Every business has a story. Some are clear-cut journeys from start-up to multinational. Others are more intricate and include mergers, takeovers, acquisitions, and dramatic changes in company direction. Not everyone spends time reflecting on their company’s journey, but could this be a big oversight? Stories allow people to reflect and to learn, and telling them can strongly influence how company stakeholders interpret change. “Companies can use storytelling as a learning tool to increase their productivity,” says Associate Professor Giada Di Stefano. “It can also be used to implement successful company transformations - to make sure that everybody is on board and excited about change.” See the video: “A universe of stories: Mobilising narrative practises during transformative change”, created by the Imperial College Business School.
Master storytelling at Alessi
There is no better example of a company that has used storytelling to successfully navigate its strategic transformation than the case of Italian housewares and kitchen utensil company, Alessi. From 1979 to 2010, CEO Alberto Alessi mastered the art of storytelling to lead his firm through a successful repositioning. The company went from being a manufacturer of steel serving tools for bars and restaurants to a world-renowned industrial design game-changer.
Companies can use storytelling as a learning tool to increase their productivity.
Over that time, Alessi produced iconic items so special that they have been featured in museums as objects of art. This evolution was documented in over 30 internally produced books. These allowed the firm to distribute stories to all its stakeholders, including the employees, customers, retailers, and visitors to Alessi’s exhibitions. They influenced both outsider and insider perceptions of the company’s trajectory. According to Di Stefano of HEC Paris and her colleague Elena Dalpiaz of Imperial College London, Alessi’s books provide an exceptional example of what happens when an organisation uses storytelling to reflect on its actions.

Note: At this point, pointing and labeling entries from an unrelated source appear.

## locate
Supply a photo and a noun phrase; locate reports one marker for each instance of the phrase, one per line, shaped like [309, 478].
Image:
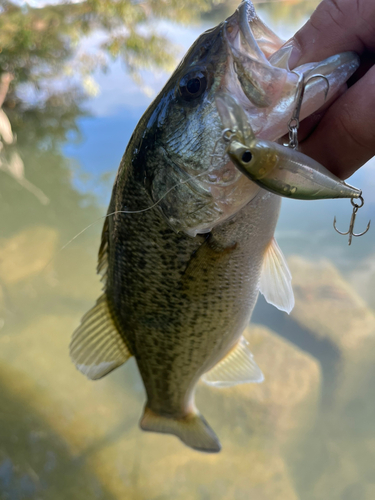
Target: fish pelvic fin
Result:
[237, 367]
[276, 280]
[193, 430]
[97, 346]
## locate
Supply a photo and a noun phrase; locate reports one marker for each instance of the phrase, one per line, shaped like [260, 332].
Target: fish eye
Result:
[247, 156]
[192, 85]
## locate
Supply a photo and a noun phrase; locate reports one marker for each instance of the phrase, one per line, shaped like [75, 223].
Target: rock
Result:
[98, 421]
[330, 310]
[26, 254]
[282, 408]
[35, 462]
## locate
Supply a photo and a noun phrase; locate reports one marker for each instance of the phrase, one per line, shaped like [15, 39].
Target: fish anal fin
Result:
[237, 367]
[97, 347]
[193, 430]
[276, 280]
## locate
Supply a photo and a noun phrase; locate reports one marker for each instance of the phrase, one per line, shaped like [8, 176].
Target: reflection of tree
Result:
[44, 73]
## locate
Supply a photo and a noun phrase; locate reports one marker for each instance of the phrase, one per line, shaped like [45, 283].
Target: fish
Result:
[279, 169]
[188, 242]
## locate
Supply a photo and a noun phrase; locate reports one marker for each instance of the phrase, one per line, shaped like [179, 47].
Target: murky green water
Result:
[307, 432]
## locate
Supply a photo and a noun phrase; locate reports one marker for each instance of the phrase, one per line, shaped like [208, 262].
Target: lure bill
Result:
[274, 167]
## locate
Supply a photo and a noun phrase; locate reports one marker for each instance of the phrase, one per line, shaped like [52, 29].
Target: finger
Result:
[335, 26]
[345, 137]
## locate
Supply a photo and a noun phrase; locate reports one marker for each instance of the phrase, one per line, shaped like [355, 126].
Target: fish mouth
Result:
[259, 77]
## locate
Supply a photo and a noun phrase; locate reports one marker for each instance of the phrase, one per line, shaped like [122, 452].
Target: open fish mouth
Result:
[261, 80]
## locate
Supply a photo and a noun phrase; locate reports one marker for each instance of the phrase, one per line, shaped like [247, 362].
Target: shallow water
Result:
[306, 433]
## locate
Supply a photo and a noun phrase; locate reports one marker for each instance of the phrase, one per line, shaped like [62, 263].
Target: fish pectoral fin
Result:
[237, 367]
[193, 430]
[276, 280]
[97, 347]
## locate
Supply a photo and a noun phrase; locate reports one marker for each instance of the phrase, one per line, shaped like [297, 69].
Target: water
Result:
[306, 433]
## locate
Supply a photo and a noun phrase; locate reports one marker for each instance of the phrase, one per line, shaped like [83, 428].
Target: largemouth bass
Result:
[182, 275]
[274, 167]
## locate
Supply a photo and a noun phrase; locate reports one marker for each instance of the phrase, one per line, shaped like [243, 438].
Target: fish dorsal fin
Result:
[237, 367]
[276, 280]
[103, 252]
[97, 347]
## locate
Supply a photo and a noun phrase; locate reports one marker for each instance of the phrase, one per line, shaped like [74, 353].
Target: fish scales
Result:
[181, 275]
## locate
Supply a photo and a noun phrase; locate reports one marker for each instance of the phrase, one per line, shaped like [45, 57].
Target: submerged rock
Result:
[27, 253]
[282, 408]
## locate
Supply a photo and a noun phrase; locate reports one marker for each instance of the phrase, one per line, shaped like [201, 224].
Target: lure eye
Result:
[247, 157]
[192, 85]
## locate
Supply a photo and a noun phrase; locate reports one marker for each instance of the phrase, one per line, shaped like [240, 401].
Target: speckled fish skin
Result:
[182, 278]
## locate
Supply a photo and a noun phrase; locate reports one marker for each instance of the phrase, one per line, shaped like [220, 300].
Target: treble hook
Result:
[350, 231]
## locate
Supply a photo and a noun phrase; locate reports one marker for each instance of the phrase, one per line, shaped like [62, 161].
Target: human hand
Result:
[342, 136]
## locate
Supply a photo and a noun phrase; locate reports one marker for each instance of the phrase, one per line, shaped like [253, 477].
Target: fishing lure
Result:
[279, 169]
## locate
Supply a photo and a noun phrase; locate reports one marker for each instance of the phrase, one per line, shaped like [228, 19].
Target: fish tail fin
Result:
[193, 430]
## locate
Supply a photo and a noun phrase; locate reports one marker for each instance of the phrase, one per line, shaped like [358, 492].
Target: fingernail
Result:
[295, 56]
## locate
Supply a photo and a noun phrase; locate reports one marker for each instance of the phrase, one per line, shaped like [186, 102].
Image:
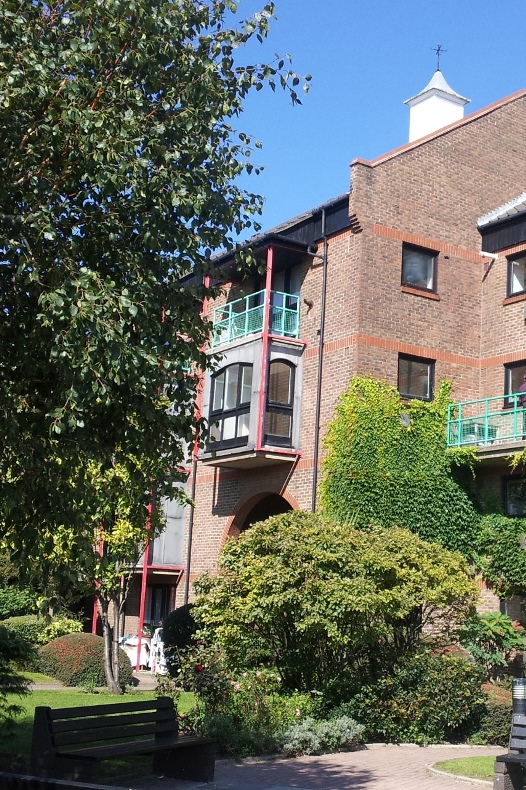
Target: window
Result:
[157, 607]
[280, 402]
[515, 497]
[415, 377]
[514, 377]
[230, 406]
[419, 267]
[516, 275]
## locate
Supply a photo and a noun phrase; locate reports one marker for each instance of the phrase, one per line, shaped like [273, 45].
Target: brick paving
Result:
[376, 767]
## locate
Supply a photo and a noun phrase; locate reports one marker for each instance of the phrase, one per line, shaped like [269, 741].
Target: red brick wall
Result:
[430, 194]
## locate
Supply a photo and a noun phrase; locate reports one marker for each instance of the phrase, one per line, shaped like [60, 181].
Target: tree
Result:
[119, 159]
[387, 462]
[328, 602]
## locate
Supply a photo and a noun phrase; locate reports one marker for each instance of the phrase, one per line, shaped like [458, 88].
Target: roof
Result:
[439, 132]
[510, 209]
[437, 84]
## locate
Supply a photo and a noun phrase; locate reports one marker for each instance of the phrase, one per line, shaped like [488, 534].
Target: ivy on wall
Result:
[387, 463]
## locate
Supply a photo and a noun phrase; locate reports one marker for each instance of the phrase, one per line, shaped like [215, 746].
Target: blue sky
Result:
[366, 57]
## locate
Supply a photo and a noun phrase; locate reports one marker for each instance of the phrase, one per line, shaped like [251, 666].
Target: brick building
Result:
[391, 281]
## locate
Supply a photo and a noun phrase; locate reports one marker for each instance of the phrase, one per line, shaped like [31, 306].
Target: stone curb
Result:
[459, 777]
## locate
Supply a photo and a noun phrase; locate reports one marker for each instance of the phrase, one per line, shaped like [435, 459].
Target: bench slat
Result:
[139, 747]
[113, 734]
[72, 742]
[110, 708]
[66, 725]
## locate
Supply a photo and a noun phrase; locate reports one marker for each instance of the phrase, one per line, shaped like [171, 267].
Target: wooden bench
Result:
[509, 767]
[70, 743]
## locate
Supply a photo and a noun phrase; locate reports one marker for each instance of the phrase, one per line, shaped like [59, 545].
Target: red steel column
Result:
[265, 350]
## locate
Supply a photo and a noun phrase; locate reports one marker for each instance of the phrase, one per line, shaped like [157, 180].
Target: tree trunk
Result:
[110, 653]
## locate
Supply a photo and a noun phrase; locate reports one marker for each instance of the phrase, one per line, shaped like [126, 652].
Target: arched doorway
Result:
[270, 505]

Three narrative practices increase impact
The duo conducted a thematic and narrative analysis of Alessi’s chronicles to understand how they were used, and how they changed, over time. They found that the books tell a coherent story, despite being written over three decades and by different authors with different goals. “Alessi’s story is like a woven fabric made by interlacing distinct sets of threads,” says Di Stefano. “Our analysis uncovers three narrative practices that enabled Alessi to create a single piece of fabric and tell the coherent story of a successful transformation.”
1. “Memorializing”: to create a shared understanding and memory of change over time, by identifying moments, persons, and events key to the transformation.
2. “Revisioning”: to rewrite the company’s past to ensure consistency with the current direction – and ensure that story is interesting, exciting, and inspiring.
3. “Sacralising”: to present the change as a transcendent endeavour, depicting the change leader as a prophet, organizational artefacts as icons, and the old strategy as conservative, or orthodox.
How storytelling and reflection lead to successful change
These three narrative practices were used consistently in Alessi’s books to prevent resistance to change, garner support for it, and mobilize advocacy. The strategy seems to have worked, as the transformation was widely supported, and even embraced, inside and outside the organization. “We ascribe many of the reasons for Alessi’s success to the fact that it kept reflecting on its actions and on changing its trajectory, making sure all relevant audiences were on board,” Di Stefano says. “The exceptional, 30-year long Alessi case provides us with the unique opportunity of observing how telling a story can help a firm thrive during times of change, in slow-motion. We don’t suggest that other firms should follow exactly the same path, but we are sure they can learn something from it.”